Daerah

Untuk Evaluasi Prilaku Anggota Parlemen, DPRD Riau Akan Sediakan Kotak Pengaduan Masyarakat

Gagasanriau.com Pekanbaru-Belajar dari kunjungan parlemen Aceh, Badan Kehormatan DPRD Riau menyatakan pihaknya akan menyediakan kotak pengaduan untuk masyarakat yang mengetahui adanya pelanggaran kode etik oleh wakil rakyat.

"Ke depan, kotak pengaduan akan kita sediakan langsung tanpa melalui sekretariat dewan (sekwan) lagi.

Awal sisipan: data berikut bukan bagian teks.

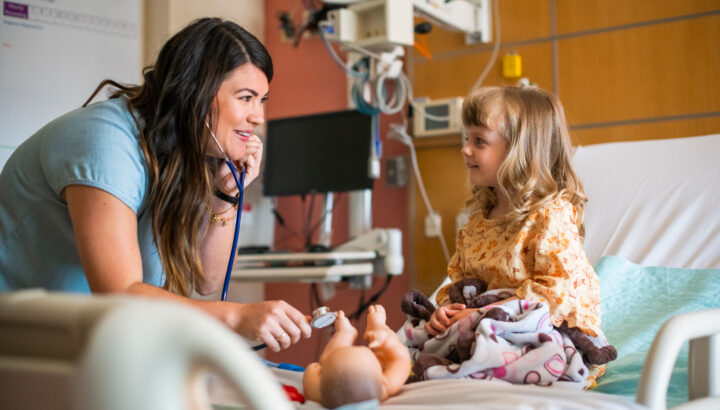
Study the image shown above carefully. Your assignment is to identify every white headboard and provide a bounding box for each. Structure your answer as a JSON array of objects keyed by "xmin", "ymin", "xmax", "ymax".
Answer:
[{"xmin": 574, "ymin": 134, "xmax": 720, "ymax": 269}]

Jadi pengaduan masyarakat itu, bisa langsung sampai kepada kita,"ujar BK DPRD Riau Zukri Misran di Pekanbaru, Kamis (23/5/2014).

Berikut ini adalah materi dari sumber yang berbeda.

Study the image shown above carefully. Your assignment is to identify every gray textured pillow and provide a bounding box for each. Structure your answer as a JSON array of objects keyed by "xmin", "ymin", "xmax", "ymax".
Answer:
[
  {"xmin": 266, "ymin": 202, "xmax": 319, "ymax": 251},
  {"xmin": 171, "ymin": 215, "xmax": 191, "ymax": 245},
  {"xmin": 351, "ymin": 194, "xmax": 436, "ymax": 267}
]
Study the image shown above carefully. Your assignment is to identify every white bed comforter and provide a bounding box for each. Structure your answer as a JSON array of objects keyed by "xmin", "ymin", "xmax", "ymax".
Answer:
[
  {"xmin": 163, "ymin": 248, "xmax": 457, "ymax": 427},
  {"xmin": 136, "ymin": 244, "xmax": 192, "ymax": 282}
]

Ide tersebut, katanya, tercetus setelah adanya diskusi bersama BK DPR Aceh yang mengunjungi BK DPRD Riau yang menyatakan bahwa BK adalah lembaga legislatif seperti di Aceh, mereka menyediakan kotak pengaduan untuk memantau prilaku anggota dewan.

Saat ini menurutnya, pengaduan masyarakat Riau terhadap prilaku anggota dewan masih melalui surat resmi. "Itu pun melalui Sekwan, sehingga lamban sampai kepada kita,"katanya.

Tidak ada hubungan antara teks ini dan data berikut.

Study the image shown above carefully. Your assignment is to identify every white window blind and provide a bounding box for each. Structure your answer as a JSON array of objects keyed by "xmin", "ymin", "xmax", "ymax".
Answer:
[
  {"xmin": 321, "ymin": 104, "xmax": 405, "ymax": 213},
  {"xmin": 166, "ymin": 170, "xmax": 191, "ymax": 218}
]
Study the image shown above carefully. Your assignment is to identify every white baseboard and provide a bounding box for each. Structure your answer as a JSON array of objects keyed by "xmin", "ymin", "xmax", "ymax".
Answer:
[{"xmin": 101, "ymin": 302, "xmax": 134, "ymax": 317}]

Dalam pertemuan bersama DPR Aceh tersebut, dibahas tentang tata tertib anggota dewan yang salah satunya tentang tata cara penghentian anggota dewan.

Menurut peraturan BK DPR pusat, pemberhentian seorang anggota dewan khususnya dalam klausul tidak menghadiri rapat hanya berlaku bagi mereka yang tidak menghadiri rapat pada enam kali berturut-turut.

"Kalau saya mengharapkan jumlah ketidakhadiran tersebut dapat dipangkas menjadi tiga atau empat kali saja," ucapnya.

Selain itu, menurut dia, dari DPR Aceh pihaknya bisa mengambil masukan tentang pemberhentian diberlakukan juga untuk yang disebabkan karena tidak menghadiri rapat antara komisi bersama pemerintah.

"Kalau kita kan tidak, di DPRD Riau yang diberhentikan hanya untuk yang tidak menghadiri rapat paripurna,"katanya.

Kunjungan dari BK DPR Aceh sendiri dilakukan Ketua M Yusuf Ibrahim, Wakil Ketua Tengku Nurdin Cut, Sekretaris Abdul Hamid Z serta anggota Makhyaruddin Yusuf, T Syarifuddin dan Jamaluddin TM.

Yusuf mengatakan, lembaga legislatif di Aceh sendiri, memiliki keistimewaan sebagai daerah otonomi khusus seperti dalam penyebutan nama yaitu DPR Aceh atau tidak memakai singkatan DPRD.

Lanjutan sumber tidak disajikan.